Bury Me(65)



I failed when I was five and they sent me away.

I succeeded at eighteen, only to be chased out into the rain and hit over the head in the hopes that I would die for my sins, resolving them of theirs.

It’s a pity they had to learn the hard way that you can’t kill evil. Not with torture, not with guilt, not with lies…maybe it’s not something anyone can physically stop. Maybe it’s not something that can be bashed with a brick to the head, and it’s definitely not something that can be covered up with lies when that brick doesn’t get the job done, in the hopes that it won’t remember the truth.

Evil always remembers the truth.

I already know what my eyes are going to find when I get to the bottom of the hole. The tornado in my mind has suddenly ended, dropping all the pieces and parts, fragments of memories and bits of conversations into all the right slots, and I see everything now. I remember it all, and I finally have the answers to my questions.

It really is amazing how the mind works, and Dr. Beall was right. A person’s mind will stop her from remembering certain things until she’s ready. Until that shattered and broken mind is healed enough to finally see the truth and accept what they tried to make her forget.

I lean forward and I see.

Nothing will ever be the same again.

Nothing will ever be good again.

It will all be bad.

Bad.

Bad.

Bad.

“My name is…”

I stop in the middle of my sentence, forcing myself to hold the rest of the words in a little bit longer as my eyes come to a stop at the very bottom of the hole. Now that I can see, now that I can remember, I wait for the anticipation to build once again. When I say the truth out loud, I’ll finally be free and I want to savor the excitement.
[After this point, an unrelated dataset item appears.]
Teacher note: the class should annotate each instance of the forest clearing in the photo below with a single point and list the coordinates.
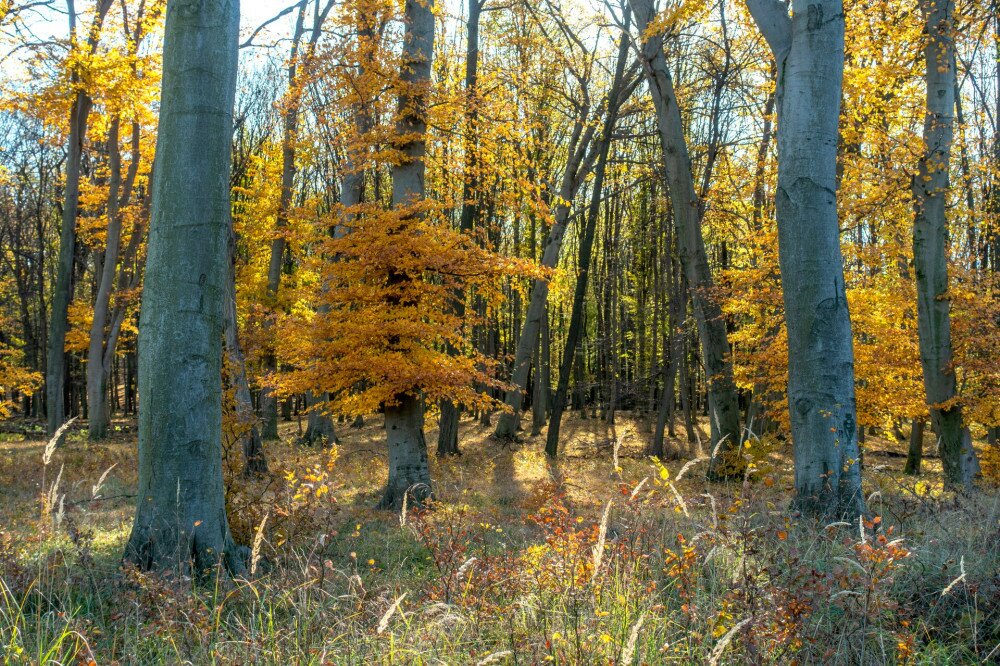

I stare at the girl with the long black hair, forever pulled into a tight braid. My eyes move over the dress that will never again be a bright shade of pink but an ugly, dull brown caked with mud and forced to dry with stains and streaks left behind by the dirty water that filled the hole. I look into the wide-open green eyes that now look just like my real father’s, and mine—dead and empty.

“Do you see?” he whimpers behind me. “Do you finally remember what you did? RAVENNA! OH MY GOD, MY BABY! I LOVE YOU. I’M SO SORRY!”

He screams the name and his words of love as loud as he can and now I know he’s not talking about me. Just like my mother wasn’t talking about me when she apologized, told me she loved me, and begged for me to wait for her.

They never loved me. They never wanted me. It was all for her, the girl at the bottom of the hole, who got everything that should have been mine. She was the good one, and I was the bad one, and that’s how it would always be.

I failed when I was five and tried to drown her in the lake.

I succeeded at eighteen and finally got my revenge.

“It’s my turn now, Ravenna,” I say to the girl at the bottom of the hole. The girl who looked just like me. The girl who had the same blood running through her veins.

The girl who was good, when I was nothing but bad.

Standing up next to the hole, I turn around and pick up the piece of wood lying on the ground in between the two men, one still unconscious on the right, and one still sobbing into his hands on the left. I hold the wood with the rusty nails protruding from the bottom tightly in my hands and lift it above my head, trying to decide if I should bring it down to the left of me, or to the right.

Either direction will make me feel good, so it’s not like it matters. The one on the left is more deserving, but it’s almost more satisfying to know he’ll go on living out the rest of his days in complete and abject misery. The one on the right gives me pause, but I know he’ll never be able to accept the truth of what happened down here and what I did. It was nice pretending I could be normal for a little while, but I’m finished pretending.

“Ravenna, Ravenna, Ravenna,” my father intones in between sobs.

“Ravenna is dead. Ravenna doesn’t exist,” I say with a smile.

I slowly lift the wood above my head and then quickly slam it down, knowing I made the right decision. Yanking on the wood to pull the bloody nails out of the skull resting against the floor, I open my mouth, finally setting myself free as I lift the wood again and slam the nails home.

T means death, death means T. Remember T. REMEMBER!

“My name is Tatiana Duskin. I’m eighteen years old, and I will never, ever live in a prison again. I finally remember. I’m finally free.”